Medtronic (NYSE:MDT) said today that it expects to land a substantial windfall once it resolves a dispute with the IRS over the next "couple of years."
In a regulatory filing, Fridley, Minn.-based Medtronic said it expects to repatriate between $500 million and $4.5 billion in overseas cash once the dispute is put to bed.
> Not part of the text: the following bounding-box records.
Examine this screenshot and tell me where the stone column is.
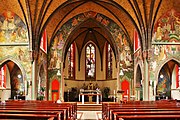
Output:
[143,50,149,101]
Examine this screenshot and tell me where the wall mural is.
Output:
[153,9,180,42]
[48,11,133,79]
[150,9,180,97]
[156,67,171,98]
[0,11,28,43]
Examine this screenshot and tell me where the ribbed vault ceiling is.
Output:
[0,0,180,57]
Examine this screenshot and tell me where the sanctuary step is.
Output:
[77,102,102,111]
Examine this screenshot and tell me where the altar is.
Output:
[79,89,102,104]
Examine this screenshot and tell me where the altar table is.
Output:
[79,93,102,104]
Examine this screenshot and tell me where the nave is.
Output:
[0,100,180,120]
The cash will be used to lower its debt load, Medtronic said in the filing.
The dispute involves "transfer pricing" among the company’s various units during the tax years 2005 and 2006. Medtronic is disputing the IRS’s adjustments of those transactions. The tax bureau wants Medtronic to cough up $958 million in relation to the transfer pricing. Last month the U.S. Tax Court denied a request by the IRS to issue a partial summary judgment in the case.
In transfer pricing, income is allocated among branches in different countries. It’s a legal tax maneuver companies can use to attribute profits from a product made and sold in the U.S. to a unit in a foreign country. Medtronic gleans more than half of its $16 billion annual take from U.S. sales of devices made in Puerto Rico, but much of that is attributed to a post office box in the Cayman Islands.
Medtronic said it hopes to reach a settlement with the IRS "in the next couple of years."
"Once resolved, we expect to receive a 1-time movement of cash from our OUS operations to our U.S. operations of between $0.5B and $4.5B for tax years FY05 to FY14 (range is net of tax paid)," the company said in the filing. "We intend to use the majority of this cash to reduce leverage. This event is independent from the transaction with Covidien, but is a component of Medtronic’s leverage-reduction plan."